Theresa forced herself to look away from him. Her fingers gripped the steering wheel tighter than she needed to; she made herself loosen her grasp. “Let me get you home.”
“Not home.”
Frowning, she glanced at him. “Huh? Why not? Did you and Niko have a fight or something? Is that why he ditched you?”
“We didn’t have a fight. He left me because he wanted to get home to Alicia, and I told him to go.”
“Is that why you don’t want to go home?” she asked quietly.
“I don’t want to go home yet because I’m starving. Let’s go to the diner. My treat. Consider it my pickup fee.” Ilya gave her one of those deliberately seductive grins that he probably used on everyone, although when she didn’t return it immediately, his faded a little. “Unless you have somewhere to be.”
She was hungry. It seemed like she always was, even when she’d just eaten.
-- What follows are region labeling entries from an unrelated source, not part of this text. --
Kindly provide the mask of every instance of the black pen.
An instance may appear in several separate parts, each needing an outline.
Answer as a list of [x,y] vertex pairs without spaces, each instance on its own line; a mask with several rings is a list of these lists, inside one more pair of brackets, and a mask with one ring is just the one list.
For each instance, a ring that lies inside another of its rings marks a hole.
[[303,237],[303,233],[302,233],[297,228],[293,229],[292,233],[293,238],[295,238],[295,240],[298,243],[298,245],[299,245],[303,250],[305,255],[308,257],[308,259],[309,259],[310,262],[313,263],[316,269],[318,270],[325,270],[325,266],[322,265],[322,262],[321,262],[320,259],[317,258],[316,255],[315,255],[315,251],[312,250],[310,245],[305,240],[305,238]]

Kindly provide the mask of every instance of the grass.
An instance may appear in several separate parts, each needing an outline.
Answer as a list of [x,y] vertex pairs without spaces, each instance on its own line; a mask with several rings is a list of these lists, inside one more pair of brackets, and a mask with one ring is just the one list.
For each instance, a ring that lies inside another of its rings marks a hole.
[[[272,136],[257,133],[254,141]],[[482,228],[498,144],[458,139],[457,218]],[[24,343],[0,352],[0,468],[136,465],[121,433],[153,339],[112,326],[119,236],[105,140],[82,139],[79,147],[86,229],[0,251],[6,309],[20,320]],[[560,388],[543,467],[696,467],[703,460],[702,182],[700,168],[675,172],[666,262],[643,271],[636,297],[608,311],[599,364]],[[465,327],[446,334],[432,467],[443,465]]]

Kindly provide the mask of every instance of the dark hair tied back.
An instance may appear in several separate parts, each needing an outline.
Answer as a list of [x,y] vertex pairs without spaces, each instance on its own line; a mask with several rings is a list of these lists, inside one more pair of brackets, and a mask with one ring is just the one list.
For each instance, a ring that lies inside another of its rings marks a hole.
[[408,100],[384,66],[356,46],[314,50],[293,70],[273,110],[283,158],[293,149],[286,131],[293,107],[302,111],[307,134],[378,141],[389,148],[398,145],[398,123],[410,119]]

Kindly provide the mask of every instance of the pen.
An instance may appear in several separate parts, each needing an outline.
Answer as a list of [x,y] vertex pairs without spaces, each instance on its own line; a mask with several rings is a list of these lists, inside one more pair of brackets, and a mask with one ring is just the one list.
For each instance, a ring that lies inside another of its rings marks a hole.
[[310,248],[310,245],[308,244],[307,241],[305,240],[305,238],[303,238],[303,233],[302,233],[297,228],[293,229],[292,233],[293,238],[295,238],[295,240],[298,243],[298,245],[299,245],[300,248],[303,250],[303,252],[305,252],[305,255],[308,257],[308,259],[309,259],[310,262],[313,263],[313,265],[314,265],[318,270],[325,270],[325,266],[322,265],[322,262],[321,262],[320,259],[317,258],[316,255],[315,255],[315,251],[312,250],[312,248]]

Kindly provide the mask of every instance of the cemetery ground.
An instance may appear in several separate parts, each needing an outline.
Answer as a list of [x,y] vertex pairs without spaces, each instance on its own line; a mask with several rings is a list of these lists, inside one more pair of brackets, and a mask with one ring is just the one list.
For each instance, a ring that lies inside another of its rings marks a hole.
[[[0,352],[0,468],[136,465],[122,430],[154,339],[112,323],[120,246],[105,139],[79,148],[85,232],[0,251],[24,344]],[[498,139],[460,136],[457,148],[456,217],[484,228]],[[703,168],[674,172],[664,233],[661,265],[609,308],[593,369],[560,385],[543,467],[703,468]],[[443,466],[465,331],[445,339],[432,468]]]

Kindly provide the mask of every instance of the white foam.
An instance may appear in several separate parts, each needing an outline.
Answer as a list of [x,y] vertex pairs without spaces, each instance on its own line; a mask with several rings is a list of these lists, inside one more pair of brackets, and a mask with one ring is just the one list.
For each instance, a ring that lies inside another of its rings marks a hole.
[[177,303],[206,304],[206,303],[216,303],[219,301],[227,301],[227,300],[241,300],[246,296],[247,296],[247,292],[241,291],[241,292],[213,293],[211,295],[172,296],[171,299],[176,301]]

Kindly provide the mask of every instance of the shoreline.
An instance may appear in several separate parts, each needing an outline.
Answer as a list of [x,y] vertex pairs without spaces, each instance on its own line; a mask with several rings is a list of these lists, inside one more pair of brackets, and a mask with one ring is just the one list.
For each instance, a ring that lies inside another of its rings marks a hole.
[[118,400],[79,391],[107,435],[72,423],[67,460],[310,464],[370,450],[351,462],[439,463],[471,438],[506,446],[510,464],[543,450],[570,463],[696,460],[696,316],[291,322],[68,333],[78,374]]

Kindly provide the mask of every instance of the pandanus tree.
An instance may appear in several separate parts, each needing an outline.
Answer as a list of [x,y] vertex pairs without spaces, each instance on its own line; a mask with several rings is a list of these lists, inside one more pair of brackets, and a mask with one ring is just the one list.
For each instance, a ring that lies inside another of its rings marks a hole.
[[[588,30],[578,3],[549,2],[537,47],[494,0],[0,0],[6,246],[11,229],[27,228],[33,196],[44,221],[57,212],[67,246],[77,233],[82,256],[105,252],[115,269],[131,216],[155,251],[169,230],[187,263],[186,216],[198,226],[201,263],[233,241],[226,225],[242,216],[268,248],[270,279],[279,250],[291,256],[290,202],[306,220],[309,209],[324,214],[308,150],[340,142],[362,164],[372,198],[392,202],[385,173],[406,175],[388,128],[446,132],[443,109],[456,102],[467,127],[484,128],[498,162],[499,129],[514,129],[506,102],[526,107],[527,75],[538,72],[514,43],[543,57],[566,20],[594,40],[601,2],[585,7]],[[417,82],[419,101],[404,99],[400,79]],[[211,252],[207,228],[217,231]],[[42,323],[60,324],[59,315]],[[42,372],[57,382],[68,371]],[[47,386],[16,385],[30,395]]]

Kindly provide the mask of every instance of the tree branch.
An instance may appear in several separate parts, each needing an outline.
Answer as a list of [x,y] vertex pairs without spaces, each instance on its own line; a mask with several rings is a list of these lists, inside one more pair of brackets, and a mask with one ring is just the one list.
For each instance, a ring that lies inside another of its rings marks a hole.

Somehow being unsure of where she was getting her next meal had kept her appetite at a constant simmer. “It’s very late. Where would I have to be?”
“I don’t know. Maybe you were on a date.” His glance fell to her pajama bottoms, her hoodie, then up to her messy ponytail. “Or not.”
“I was not on a date.”
“That’s good to know.”
She gave him a hard side-eye, not sure what he was trying to get at but not trusting his motives. “I was trying to sleep.”
“Sure, that’s what all the good boys and girls should be doing this time of night.”
“Clearly that leaves you out.” Theresa put the car in drive, turning left instead of right out of the parking lot. Heading to the diner. From beside her, she heard Ilya’s soft chuckle.
“But you came to get me, anyway? Aw, thanks. I owe you.”
She glanced at him again. “Definitely. Put your seat belt on.”
He did without protest. They drove for a minute or so in silence, sliced into even pieces by the whoosh-whoosh of the wiper blades and the thrum of the tires on the damp streets. Ilya leaned forward to look out through the windshield, and alternating bands of light and shadow from the street lamps cut across his face before he settled back into his seat.
“If it’s going to rain, it should just rain,” he muttered. “Thunder, lightning, that whole business. Not this soft little excuse for a storm.”
“Is it supposed to storm?” She slowed, for a moment uncertain which road to turn on to get to the diner but following Ilya’s lead when he pointed at the cross street in front of them. She felt him look at her but kept her gaze on the street ahead.
“I don’t know. I just wish it would.”
In another few minutes they were pulling into the diner’s parking lot. The restaurant had a name—Zimmerman’s—but nobody ever called it that. It had always been, and would always be, simply the diner. Open twenty-four hours. Breakfast all day.
“I haven’t been here in years,” Theresa said as she found an empty parking spot and turned off the ignition. She twisted a little to look at him. “I think the last time I ate here was with you and Niko, actually. We came here after the musical Alicia was in. Jenni worked here. She brought us extra fries and pudding for dessert.”
On the roof above them, a spatter of harder rain made them both look up. From far off came the slow, rolling rumble of thunder, though she hadn’t seen any flash of lightning. Ilya grinned. After a second, so did she.
When he opened his car door to get out, though, she hesitated. “Wait.”
“Huh? Don’t tell me you changed your mind. I need coffee and eggs. Bad.”
“I can’t go in there like this.” She ran her hands over the thighs of her soft pajama pants.